Jefferson avenue is a wide street in Detroit, running east and west, upon which there is a double track street railway line. Bates street is a narrow street with a single track street car line running north and south crossing Jefferson avenue. It was the claim of the plaintiff that while she was driving her electric car west on Jefferson avenue, as she approached Bates street, a large automobile truck coming from the west on Jefferson avenue, driven by an employee of the defendant corporation, as it approached Bates street at a speed of 12 to 15 miles an hour, instead of keeping to the right of the center of the intersection of these streets when it reached Bates street, turned, diagonally to the northeast ahead of her car and before she could stop it a collision occurred causing damage to her car which cost $142 to make good. The defendant denied that the truck was going 12 or 15 miles an hour and claims it was going 6 or 7 miles an hour; that it kept to the right of the intersection *50of the street, and that, instead of the truck running into the car of plaintiff, she drove her electric car into the truck. The testimony is in sharp conflict. The first question calling for consideration is the claim of appellant that a verdict should have been directed in its favor because of the contributory negligence of the plaintiff. We shall not attempt to recite the testimony, but in view of the law of the road which should be observed by the drivers of automobiles, and the sharp conflict in the testimony we think this feature of the case presented a question of fact for the jury.

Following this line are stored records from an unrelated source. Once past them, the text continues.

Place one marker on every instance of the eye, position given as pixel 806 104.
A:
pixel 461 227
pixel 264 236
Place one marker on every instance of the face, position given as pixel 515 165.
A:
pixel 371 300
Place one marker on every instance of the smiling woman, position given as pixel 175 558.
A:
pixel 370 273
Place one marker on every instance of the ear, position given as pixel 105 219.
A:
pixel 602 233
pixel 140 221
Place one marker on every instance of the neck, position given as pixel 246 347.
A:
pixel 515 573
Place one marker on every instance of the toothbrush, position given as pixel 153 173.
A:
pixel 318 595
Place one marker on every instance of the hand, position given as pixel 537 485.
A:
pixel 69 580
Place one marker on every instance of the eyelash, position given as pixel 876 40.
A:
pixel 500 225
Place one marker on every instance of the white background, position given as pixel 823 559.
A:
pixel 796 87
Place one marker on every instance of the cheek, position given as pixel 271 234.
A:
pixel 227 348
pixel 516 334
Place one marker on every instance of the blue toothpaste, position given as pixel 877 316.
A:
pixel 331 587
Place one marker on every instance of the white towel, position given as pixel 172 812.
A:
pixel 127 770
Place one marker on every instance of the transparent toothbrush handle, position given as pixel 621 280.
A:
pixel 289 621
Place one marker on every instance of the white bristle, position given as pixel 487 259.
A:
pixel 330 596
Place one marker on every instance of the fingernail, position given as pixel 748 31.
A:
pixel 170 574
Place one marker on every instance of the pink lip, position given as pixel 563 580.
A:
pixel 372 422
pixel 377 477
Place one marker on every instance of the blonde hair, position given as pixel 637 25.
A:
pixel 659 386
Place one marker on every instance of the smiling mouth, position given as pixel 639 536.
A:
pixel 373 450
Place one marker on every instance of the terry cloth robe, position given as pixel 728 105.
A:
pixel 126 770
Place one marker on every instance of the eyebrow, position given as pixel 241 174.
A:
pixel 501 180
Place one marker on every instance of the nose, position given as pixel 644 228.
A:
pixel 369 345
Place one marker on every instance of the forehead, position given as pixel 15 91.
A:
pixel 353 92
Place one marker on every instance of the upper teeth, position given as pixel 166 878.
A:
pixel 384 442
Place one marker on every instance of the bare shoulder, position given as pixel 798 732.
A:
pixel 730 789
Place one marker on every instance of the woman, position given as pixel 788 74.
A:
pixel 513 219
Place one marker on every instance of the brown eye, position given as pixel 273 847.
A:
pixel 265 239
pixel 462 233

The other question calling for consideration is, Did the court err in permitting an amendment to the declaration to the effect that suit was brought in the name of the plaintiff as trustee, for the use and benefit of the Travelers’ Insurance Company. The name of the insurance company does not appear in any of the pleadings in justice’s court. The car of the plaintiff was insured by this company. The policy had a provision that in case a loss was paid the insured would assign her claim to the insurance company upon request. No assignment had been made at the time of the trial though the insurance company had paid the amount the repairs to the car cost the plaintiff before the suit was begun.

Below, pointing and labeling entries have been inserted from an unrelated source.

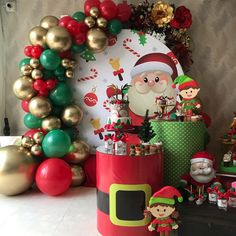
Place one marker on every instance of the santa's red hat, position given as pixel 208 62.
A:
pixel 202 157
pixel 166 196
pixel 154 62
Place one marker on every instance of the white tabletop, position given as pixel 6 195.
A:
pixel 36 214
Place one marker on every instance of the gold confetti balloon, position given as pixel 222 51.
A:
pixel 96 40
pixel 40 106
pixel 58 38
pixel 23 88
pixel 17 170
pixel 37 36
pixel 49 21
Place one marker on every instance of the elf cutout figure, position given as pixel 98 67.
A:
pixel 188 90
pixel 161 206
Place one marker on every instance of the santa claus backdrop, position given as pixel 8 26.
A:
pixel 140 60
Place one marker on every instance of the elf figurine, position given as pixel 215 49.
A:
pixel 161 206
pixel 188 90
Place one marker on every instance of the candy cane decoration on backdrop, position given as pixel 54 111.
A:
pixel 128 40
pixel 93 76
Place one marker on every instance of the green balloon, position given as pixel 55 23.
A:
pixel 114 26
pixel 61 95
pixel 32 122
pixel 79 16
pixel 25 61
pixel 50 59
pixel 78 48
pixel 56 143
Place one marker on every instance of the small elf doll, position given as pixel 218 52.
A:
pixel 188 90
pixel 161 206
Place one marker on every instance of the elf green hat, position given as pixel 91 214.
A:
pixel 184 81
pixel 166 196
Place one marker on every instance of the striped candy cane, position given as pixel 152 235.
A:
pixel 93 76
pixel 129 48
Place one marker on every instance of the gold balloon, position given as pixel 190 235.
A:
pixel 34 63
pixel 37 36
pixel 94 12
pixel 102 22
pixel 23 88
pixel 89 21
pixel 38 137
pixel 40 107
pixel 78 175
pixel 69 73
pixel 27 142
pixel 51 122
pixel 58 38
pixel 96 40
pixel 49 22
pixel 26 69
pixel 80 152
pixel 36 150
pixel 37 74
pixel 17 170
pixel 72 115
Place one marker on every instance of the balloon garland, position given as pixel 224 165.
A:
pixel 46 96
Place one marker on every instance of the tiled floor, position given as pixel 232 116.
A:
pixel 36 214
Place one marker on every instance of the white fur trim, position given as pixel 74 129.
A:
pixel 201 159
pixel 153 65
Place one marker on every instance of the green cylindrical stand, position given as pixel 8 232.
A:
pixel 180 141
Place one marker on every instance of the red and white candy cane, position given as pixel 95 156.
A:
pixel 129 48
pixel 93 76
pixel 106 106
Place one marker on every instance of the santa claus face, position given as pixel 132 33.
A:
pixel 145 88
pixel 202 172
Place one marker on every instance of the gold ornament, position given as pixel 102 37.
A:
pixel 161 14
pixel 36 74
pixel 65 63
pixel 34 63
pixel 94 12
pixel 23 88
pixel 40 107
pixel 37 36
pixel 79 153
pixel 59 39
pixel 48 22
pixel 78 175
pixel 72 115
pixel 26 69
pixel 36 150
pixel 102 22
pixel 38 137
pixel 89 21
pixel 96 40
pixel 17 170
pixel 69 73
pixel 27 142
pixel 51 122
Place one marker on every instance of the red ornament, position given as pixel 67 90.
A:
pixel 53 177
pixel 91 99
pixel 124 11
pixel 108 9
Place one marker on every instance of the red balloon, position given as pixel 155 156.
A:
pixel 53 176
pixel 27 51
pixel 39 84
pixel 89 4
pixel 124 12
pixel 65 20
pixel 51 83
pixel 25 105
pixel 36 51
pixel 108 9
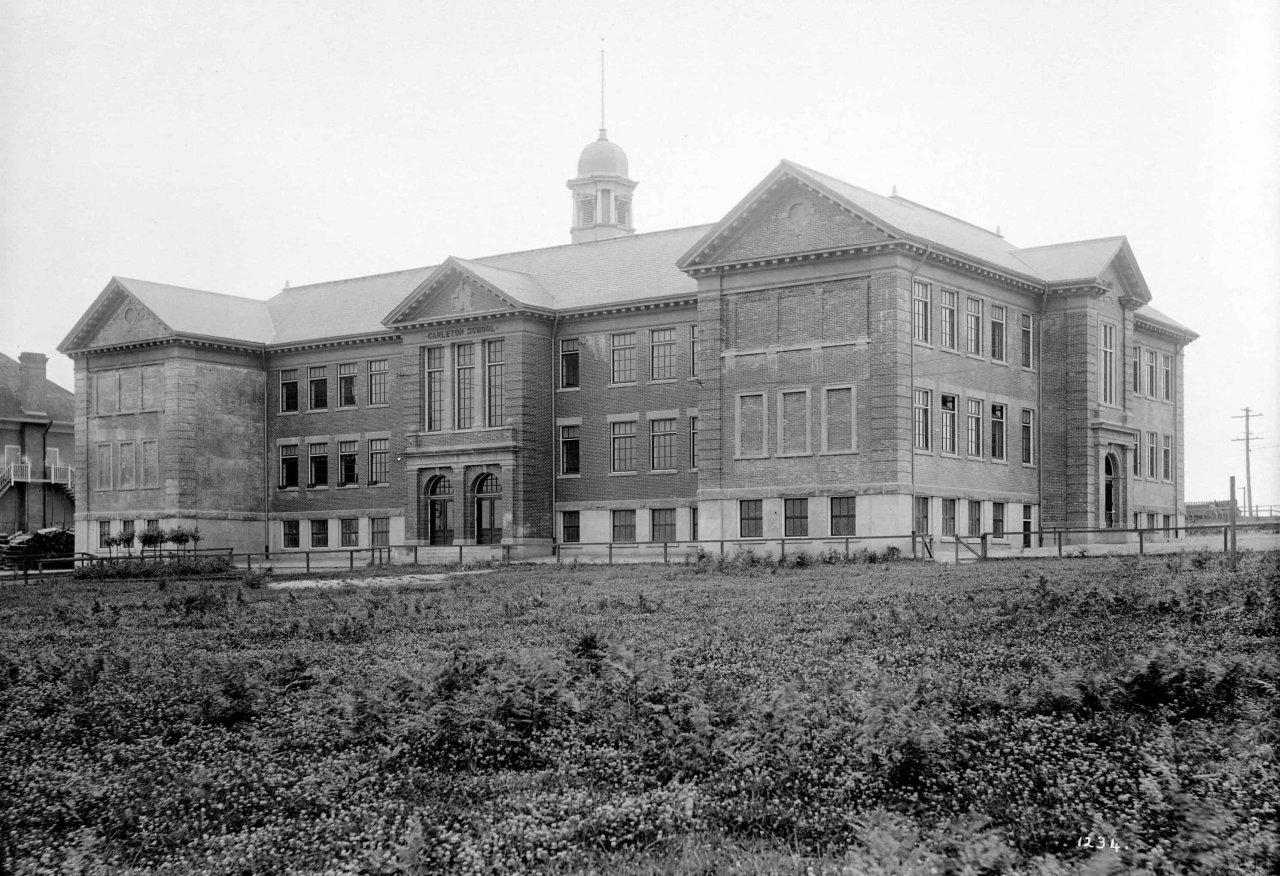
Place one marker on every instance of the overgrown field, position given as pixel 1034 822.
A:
pixel 876 719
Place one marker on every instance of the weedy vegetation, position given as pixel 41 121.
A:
pixel 714 717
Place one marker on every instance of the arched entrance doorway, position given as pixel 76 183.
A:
pixel 488 493
pixel 439 511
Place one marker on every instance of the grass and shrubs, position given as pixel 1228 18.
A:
pixel 1079 716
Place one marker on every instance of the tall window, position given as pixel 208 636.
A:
pixel 494 373
pixel 464 382
pixel 570 448
pixel 568 363
pixel 378 382
pixel 662 354
pixel 997 432
pixel 624 436
pixel 434 388
pixel 347 384
pixel 378 460
pixel 622 350
pixel 949 319
pixel 973 327
pixel 662 445
pixel 288 389
pixel 949 424
pixel 1107 363
pixel 997 332
pixel 920 310
pixel 920 419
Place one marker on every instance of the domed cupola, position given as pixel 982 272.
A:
pixel 602 192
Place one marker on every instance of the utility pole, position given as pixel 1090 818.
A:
pixel 1248 475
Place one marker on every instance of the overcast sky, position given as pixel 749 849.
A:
pixel 234 146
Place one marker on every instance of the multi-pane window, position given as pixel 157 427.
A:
pixel 378 460
pixel 570 450
pixel 920 419
pixel 347 384
pixel 973 428
pixel 795 518
pixel 844 515
pixel 949 424
pixel 949 319
pixel 378 382
pixel 434 388
pixel 318 464
pixel 920 311
pixel 997 332
pixel 347 454
pixel 622 357
pixel 662 445
pixel 288 465
pixel 973 327
pixel 625 525
pixel 571 525
pixel 662 525
pixel 494 374
pixel 662 354
pixel 288 389
pixel 997 432
pixel 568 363
pixel 464 383
pixel 1107 363
pixel 319 388
pixel 624 437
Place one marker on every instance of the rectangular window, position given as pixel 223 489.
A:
pixel 434 388
pixel 347 454
pixel 949 319
pixel 973 327
pixel 794 423
pixel 318 464
pixel 997 333
pixel 378 460
pixel 973 428
pixel 1028 437
pixel 920 419
pixel 570 450
pixel 622 352
pixel 662 525
pixel 949 424
pixel 844 515
pixel 319 388
pixel 288 465
pixel 997 432
pixel 494 375
pixel 662 445
pixel 662 354
pixel 624 436
pixel 464 381
pixel 795 518
pixel 288 389
pixel 920 311
pixel 347 384
pixel 571 527
pixel 378 382
pixel 568 363
pixel 625 525
pixel 750 519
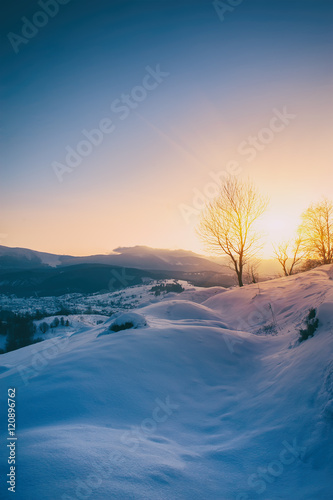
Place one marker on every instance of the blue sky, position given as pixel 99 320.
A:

Upon the cross-examination of Mrs. Everhard she gave testimony as follows:

“Q. Now, Mrs. Everhard, you were paid your money in this case by the Travelers’ Insurance Company?
“A. Yes, sir.
“Q. And whatever claim you had you turned' over to them, didn’t you?
“The Court: Let her answer, there is no jury here, you may answer.
“A. I don’t know how to answer that. I don’t know as L understand exactly what it means.
“Q. Well you have received your money and this *51case is now brought for .the purpose of reimbursing the insurance company?
“A. Yes, sir.
“Q. So the only interest you have in it is giving evidence here as to how the accident took place?
“A. Yes, sir.
“Q. You have no other interest in the case whatever?
“A. No.
“Q. That is all. * * *
“Mr. Ward: Did you authorize any action to be brought for them?
“A. No.
“Q. And you never have known and don’t know now, up to. the present time there was any such claim in this suit, did you, Mrs. Everhard?
“A. I don’t know that I did.”

In Fowler v. Hyland, 48 Mich. 179, as to an appeal commenced in justice’s court it was said:

“But when the appeal removed the case to the circuit court it took up the same case that was before the justice. Cross v. Eaton, decided herewith, post 184.”

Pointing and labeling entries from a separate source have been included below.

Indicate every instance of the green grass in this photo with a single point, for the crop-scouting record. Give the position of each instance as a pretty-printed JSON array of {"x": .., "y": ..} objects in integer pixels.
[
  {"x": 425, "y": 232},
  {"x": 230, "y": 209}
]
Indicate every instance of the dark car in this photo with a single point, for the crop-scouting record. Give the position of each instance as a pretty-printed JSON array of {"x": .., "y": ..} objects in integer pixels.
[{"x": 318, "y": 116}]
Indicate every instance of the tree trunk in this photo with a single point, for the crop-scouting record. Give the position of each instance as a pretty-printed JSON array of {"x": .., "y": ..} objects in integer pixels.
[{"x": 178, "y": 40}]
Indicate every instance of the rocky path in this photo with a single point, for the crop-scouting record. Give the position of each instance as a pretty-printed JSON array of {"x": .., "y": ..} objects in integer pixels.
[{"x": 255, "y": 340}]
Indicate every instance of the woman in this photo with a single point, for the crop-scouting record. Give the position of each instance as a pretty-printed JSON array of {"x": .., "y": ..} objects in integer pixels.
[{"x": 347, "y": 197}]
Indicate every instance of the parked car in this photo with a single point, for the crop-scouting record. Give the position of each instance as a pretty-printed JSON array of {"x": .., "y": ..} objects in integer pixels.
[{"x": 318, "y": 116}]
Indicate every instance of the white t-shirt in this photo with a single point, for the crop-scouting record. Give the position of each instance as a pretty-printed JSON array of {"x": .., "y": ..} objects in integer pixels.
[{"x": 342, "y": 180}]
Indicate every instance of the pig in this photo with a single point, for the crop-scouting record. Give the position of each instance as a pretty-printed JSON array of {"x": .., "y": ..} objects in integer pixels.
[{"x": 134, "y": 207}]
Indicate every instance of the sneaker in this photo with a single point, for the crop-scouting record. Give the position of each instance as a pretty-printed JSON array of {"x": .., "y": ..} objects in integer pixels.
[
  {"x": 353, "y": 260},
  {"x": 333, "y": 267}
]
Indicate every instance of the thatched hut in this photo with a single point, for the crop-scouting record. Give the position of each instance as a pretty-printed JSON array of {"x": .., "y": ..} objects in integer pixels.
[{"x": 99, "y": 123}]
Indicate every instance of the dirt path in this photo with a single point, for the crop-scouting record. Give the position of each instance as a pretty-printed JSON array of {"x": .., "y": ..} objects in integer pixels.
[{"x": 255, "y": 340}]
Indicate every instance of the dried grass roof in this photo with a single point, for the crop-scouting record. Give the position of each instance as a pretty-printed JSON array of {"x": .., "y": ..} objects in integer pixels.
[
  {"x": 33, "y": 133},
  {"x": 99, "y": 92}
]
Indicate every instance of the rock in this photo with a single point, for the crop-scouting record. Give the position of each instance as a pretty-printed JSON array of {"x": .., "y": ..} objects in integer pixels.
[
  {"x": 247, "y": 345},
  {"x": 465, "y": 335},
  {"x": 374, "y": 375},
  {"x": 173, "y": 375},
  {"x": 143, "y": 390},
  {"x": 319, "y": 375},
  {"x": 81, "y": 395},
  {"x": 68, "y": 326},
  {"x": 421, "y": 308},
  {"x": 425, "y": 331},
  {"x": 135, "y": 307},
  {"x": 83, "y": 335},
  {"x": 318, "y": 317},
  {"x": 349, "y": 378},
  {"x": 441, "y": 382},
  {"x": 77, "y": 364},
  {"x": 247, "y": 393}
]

In Loranger v. Davidson, 110 Mich., at p. 607, it is said:

“The jurisdiction of the circuit court on appeal is appellate only. The appeal transfers to the circuit court the same cause that was before the justice and an amendment cannot be allowed that states a different cause of action from that stated in justice’s court,” citing several cases.

This case is cited with approval in Frohlich v. Graulick, 118 Mich. 65. In overruling the motion for a new trial the circuit judge expressed himself of the opinion that, as substantial justice had been done, though he may have erred in granting the amendment, under the judicature act he had the right to allow the judgment to stand.

Counsel for appellant cite from the judicature act as follows:

*52“Every action shall be prosecuted in the name of the real party in interest, but an executor, administrator, guardian, trustee of an express trust, a party with whom or in whose name a contract has been made for the benefit of another, or a party expressly authorized by statute, may sue in his own name without joining with him the party for whose benefit the action is brought.” 3 Comp. Laws 1915, § 12353.

Counsel for the appellee cite Union Ice Co. v. Railway Co., 178 Mich. 347, as sustaining the action of the trial judge. A reference to the opinion in that case will show that plaintiff had a substantial interest in the subject matter of the litigation and that the case originated in the circuit court. The practical effect of the amendment to the declaration is to bring a new plaintiff into the case without giving the defendant an opportunity to litigate his claim in the justice’s court.

We think the judgment must be reversed without a new trial. Defendant will recover costs.

Ostrander, C. J., and Bird, Steere, Brooke, Fellows, Stone, and Kuhn, JJ., concurred.